All analysis was done using a bisulfite sequnecing data analysis pipeline DNMTools developed in the Smith lab at USC.

Mapping reads from bisulfite sequencing: Bisulfite treated reads are mapped to the genomes with the abismal program. Input reads are filtered by their quality, and adapter sequences in the 3' end of reads are trimmed. This is done with cutadapt. Uniquely mapped reads with mismatches/indels below given threshold are retained. For pair-end reads, if the two mates overlap, the overlapping part of the mate with lower quality is discarded. After mapping, we use the format command in dnmtools to merge mates for paired-end reads. We use the dnmtools uniq command to randomly select one from multiple reads mapped exactly to the same location. Without random oligos as UMIs, this is our best indication of PCR duplicates.

Estimating methylation levels: After reads are mapped and filtered, the dnmtools counts command is used to obtain read coverage and estimate methylation levels at individual cytosine sites. We count the number of methylated reads (those containing a C) and the number of unmethylated reads (those containing a T) at each nucleotide in a mapped read that corresponds to a cytosine in the reference genome. The methylation level of that cytosine is estimated as the ratio of methylated to total reads covering that cytosine. For cytosines in the symmetric CpG sequence context, reads from the both strands are collapsed to give a single estimate. Very rarely do the levels differ between strands (typically only if there has been a substitution, as in a somatic mutation), and this approach gives a better estimate.

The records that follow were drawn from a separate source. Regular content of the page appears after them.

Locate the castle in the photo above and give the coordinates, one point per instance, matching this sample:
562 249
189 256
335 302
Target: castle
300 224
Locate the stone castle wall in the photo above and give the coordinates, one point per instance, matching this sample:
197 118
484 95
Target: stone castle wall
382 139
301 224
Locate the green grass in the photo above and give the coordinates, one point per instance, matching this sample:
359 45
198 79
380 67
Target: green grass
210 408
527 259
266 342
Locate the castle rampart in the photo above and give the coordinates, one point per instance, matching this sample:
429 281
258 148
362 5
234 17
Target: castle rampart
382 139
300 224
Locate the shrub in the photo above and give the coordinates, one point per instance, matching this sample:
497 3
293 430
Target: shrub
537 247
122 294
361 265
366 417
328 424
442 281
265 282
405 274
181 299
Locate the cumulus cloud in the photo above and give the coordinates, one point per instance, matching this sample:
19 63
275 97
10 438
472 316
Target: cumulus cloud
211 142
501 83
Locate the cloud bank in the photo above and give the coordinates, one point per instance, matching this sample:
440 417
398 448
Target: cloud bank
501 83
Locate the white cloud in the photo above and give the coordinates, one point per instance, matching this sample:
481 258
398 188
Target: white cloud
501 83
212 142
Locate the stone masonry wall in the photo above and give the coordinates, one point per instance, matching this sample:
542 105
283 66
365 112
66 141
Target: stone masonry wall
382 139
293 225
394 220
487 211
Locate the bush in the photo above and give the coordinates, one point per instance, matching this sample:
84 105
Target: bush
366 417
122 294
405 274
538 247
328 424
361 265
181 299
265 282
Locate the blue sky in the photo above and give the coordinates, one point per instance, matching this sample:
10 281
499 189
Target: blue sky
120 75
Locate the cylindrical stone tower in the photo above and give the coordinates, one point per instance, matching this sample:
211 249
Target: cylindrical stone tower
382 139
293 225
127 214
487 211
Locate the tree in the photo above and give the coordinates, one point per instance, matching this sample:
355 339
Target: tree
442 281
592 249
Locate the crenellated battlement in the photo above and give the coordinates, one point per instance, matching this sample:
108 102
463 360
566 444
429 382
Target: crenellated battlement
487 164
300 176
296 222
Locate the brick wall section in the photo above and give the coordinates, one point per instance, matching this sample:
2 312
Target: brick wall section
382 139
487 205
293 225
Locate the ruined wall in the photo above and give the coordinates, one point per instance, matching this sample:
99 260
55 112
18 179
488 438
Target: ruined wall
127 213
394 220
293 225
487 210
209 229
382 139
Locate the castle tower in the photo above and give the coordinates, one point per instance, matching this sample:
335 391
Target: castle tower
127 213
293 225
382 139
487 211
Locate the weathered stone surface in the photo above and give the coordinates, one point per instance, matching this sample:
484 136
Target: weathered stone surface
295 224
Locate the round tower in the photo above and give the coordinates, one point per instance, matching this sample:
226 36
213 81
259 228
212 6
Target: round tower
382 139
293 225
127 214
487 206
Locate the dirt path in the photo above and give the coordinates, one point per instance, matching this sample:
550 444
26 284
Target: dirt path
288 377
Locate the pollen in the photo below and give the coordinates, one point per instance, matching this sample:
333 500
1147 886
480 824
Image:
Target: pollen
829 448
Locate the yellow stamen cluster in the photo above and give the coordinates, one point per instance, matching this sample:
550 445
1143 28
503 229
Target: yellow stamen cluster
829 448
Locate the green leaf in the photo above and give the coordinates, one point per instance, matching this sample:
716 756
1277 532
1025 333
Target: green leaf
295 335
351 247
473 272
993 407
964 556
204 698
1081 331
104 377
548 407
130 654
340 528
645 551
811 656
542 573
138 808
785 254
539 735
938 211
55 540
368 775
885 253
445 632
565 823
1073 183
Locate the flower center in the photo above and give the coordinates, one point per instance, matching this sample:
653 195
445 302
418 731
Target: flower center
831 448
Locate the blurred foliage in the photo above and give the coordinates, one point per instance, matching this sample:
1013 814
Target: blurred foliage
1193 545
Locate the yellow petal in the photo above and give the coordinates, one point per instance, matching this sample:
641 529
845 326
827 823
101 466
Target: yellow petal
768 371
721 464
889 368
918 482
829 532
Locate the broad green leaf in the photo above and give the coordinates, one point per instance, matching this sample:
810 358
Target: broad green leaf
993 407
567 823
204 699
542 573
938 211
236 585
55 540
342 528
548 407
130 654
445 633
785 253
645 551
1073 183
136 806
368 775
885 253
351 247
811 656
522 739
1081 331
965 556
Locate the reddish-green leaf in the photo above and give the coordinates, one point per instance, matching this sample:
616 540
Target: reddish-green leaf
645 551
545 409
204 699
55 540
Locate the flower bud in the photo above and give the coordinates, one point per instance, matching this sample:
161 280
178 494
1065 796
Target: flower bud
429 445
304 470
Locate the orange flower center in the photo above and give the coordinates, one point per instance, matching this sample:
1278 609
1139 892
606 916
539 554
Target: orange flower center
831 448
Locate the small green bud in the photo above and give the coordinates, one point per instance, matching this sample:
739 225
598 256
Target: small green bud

Bisulfite conversion rate: The bisulfite conversion rate for an experiment is estimated with the dnmtools bsrate command, which computes the fraction of successfully converted nucleotides in reads (those read out as Ts) among all nucleotides in the reads mapped that map over cytosines in the reference genome. This is done either using a spike-in (e.g., lambda), the mitochondrial DNA, or the nuclear genome. In the latter case, only non-CpG sites are used. While this latter approach can be impacted by non-CpG cytosine methylation, in practice it never amounts to much.

Identifying hypomethylated regions (HMRs): In most mammalian cells, the majority of the genome has high methylation, and regions of low methylation are typically the interesting features. (This seems to be true for essentially all healthy differentiated cell types, but not cells of very early embryogenesis, various germ cells and precursors, and placental lineage cells.) These are valleys of low methylation are called hypomethylated regions (HMR) for historical reasons. To identify the HMRs, we use the dnmtools hmr command, which uses a statistical model that accounts for both the methylation level fluctations and the varying amounts of data available at each CpG site.

Partially methylated domains: Partially methylated domains are large genomic regions showing partial methylation observed in immortalized cell lines and cancerous cells. The pmd program is used to identify PMDs.

Allele-specific methylation: Allele-Specific methylated regions refers to regions where the parental allele is differentially methylated compared to the maternal allele. The program allelic is used to compute allele-specific methylation score can be computed for each CpG site by testing the linkage between methylation status of adjacent reads, and the program amrfinder is used to identify regions with allele-specific methylation.

For more detailed description of the methods of each step, please refer to the DNMTools documentation.